The physiological function of angiotensin II (Ang II) is mediated through the Ang II type 1 (AT1R) and type 2 receptor (AT2R), which belong to the superfamily of seven transmembrane cell surface receptors coupled to heterotrimeric G proteins. We have recently demonstrated that AT1R exit from the endoplasmic reticulum (ER) is directed by highly conserved single L residue in the first intracellular loop and F(x) 6 LL motif in the C‐terminus. In contrast, the structural determinants for angiotensin II type 2 receptor (AT2R) export trafficking remain undefined. In this study, we have demonstrated that the AT2R mutant lacking the entire C‐terminus was unable to transport to the cell surface. Progressive deletion of the C‐terminus and alanine‐scanning mutagenesis identified two acidic residues, E357 and D359, in the C‐terminus, which are required for AT2R exit out of the ER and transport to the cell surface.
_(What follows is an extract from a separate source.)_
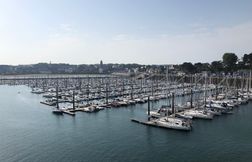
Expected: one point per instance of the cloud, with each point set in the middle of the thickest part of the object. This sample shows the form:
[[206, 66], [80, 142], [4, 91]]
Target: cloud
[[75, 47]]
Mutation of E357 to A or D, D359 to A or E, ExD to AxA, and ExD to DxE significantly attenuated AT2R transport from the ER to the cell surface in HEK293 and PC12 cells. The mutated AT2R tagged with either GFP or HA was extensively localized within the ER. In contrast, these mutations and deletions did not alter total AT2R expression. These data demonstrate that the diacidic ExD motif plays an important role in modulating export trafficking of newly synthesized AT2R from the ER to the cell surface (R01GM076167).